Questo articolo non ha parlato di Papa Francesco. Almeno fin qui. Ma è impossibile non notare alcune cose. Col nuovo Papa si è scatenata una sindrome della discontinuità che affascina qualcuno, e preoccupa altri. Elementi di discontinuità senz’altro ci sono. Ma non sulla critica di ogni teologia politica, qui c’è invece un’affinità evidente, che passa proprio da Agostino, come ha sottolineato Borghesi. Agostino che in modo significativo, come notava lo storico del Cristianesimo Giovanni Filoramo, Bergoglio ha citato come “santo preferito”, prima di Ignazio e dello stesso Francesco, nell’intervista con Scalfari. E’ l’Agostino delle “Confessioni”, certo, ma anche quello che “ha cambiato più volte posizione dottrinaria”. Ed è l’Agostino della grazia e della Città di Dio, delle due città “permixtae”. “Chi non è toccato dalla grazia può essere una persona senza macchia e senza paura come si dice, ma non sarà mai come una persona che la grazia ha toccato. Questa è l’intuizione di Agostino”, diceva a Eugenio Scalfari. E lui: lei si sente toccato dalla grazia? “Questo non può saperlo nessuno. La grazia non fa parte della coscienza, è la quantità di luce che abbiamo nell’anima, non di sapienza né di ragione”.

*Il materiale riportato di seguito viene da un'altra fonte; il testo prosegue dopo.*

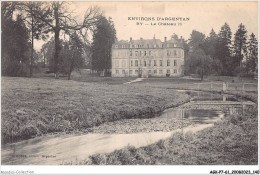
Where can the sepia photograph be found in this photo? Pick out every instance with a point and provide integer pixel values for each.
(129, 83)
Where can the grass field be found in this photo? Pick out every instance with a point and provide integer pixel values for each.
(232, 141)
(36, 106)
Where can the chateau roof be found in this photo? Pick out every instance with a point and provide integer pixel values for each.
(148, 43)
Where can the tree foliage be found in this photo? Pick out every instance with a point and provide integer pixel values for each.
(14, 40)
(72, 55)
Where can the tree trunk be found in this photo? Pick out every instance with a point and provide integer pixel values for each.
(44, 59)
(201, 75)
(57, 43)
(31, 61)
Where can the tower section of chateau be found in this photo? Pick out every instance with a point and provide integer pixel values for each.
(148, 58)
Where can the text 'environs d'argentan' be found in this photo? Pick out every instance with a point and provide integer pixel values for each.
(158, 18)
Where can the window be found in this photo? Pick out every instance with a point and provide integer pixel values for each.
(117, 63)
(168, 53)
(136, 62)
(123, 63)
(175, 62)
(155, 64)
(174, 53)
(168, 62)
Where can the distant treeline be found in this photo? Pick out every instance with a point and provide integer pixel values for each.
(218, 54)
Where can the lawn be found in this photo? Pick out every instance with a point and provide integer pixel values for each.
(36, 106)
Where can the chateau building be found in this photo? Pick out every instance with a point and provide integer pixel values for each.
(148, 58)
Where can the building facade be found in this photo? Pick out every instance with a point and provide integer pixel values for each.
(148, 58)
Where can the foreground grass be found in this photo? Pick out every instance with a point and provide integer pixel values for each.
(36, 106)
(233, 141)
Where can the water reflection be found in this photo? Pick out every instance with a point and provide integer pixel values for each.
(53, 150)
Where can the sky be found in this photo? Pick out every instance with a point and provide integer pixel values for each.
(202, 16)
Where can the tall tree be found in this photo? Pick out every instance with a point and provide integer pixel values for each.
(252, 56)
(62, 19)
(223, 50)
(38, 30)
(14, 41)
(210, 49)
(103, 38)
(48, 52)
(240, 46)
(72, 55)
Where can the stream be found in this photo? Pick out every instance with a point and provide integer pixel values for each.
(64, 148)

C’è grande spavento, in alcuni, per un Papa che dice che non bisogna parlare in continuazione di valori e dottrina. Che non ritiene compito della chiesa imporre leggi. Un pericoloso relativista? Un facilone peronista? Credo si farebbe torto alla sua intelligenza e preparazione se si sottovalutasse che in questo una continuità di visione con Ratzinger invece esiste. La cosa può ovviamente dispiacere ai vescovi americani, per niente convinti che si possano accettare leggi imperfette. Quelli francesi intanto continuano a dormire, e viene il dubbio che il problema non sia il relativismo della dottrina. Il filo rosso di ambedue i Papi è dato dal primato della Grazia e, come conseguenza, dalla critica della teologia politica e dal comune programma di de-mondanizzare una chiesa troppo attratta dalla dialettica del potere. Come sintetizzava ancora Ratzinger in “Chiesa, ecumenismo e politica”: “In Roma, e generalmente in ogni polis terrena, la città consiste innanzitutto in una comunità di uomini che è una per la comunione di un determinato amore. Da questo amore essa si crea poi il suo dio. Dapprima esiste la civitas e poi essa si dà la propria religione”. Inverso è il percorso che genera la Città dei cristiani. Lì è Dio che convoca la sua civitas. “Dio precede”, come dice Bergoglio.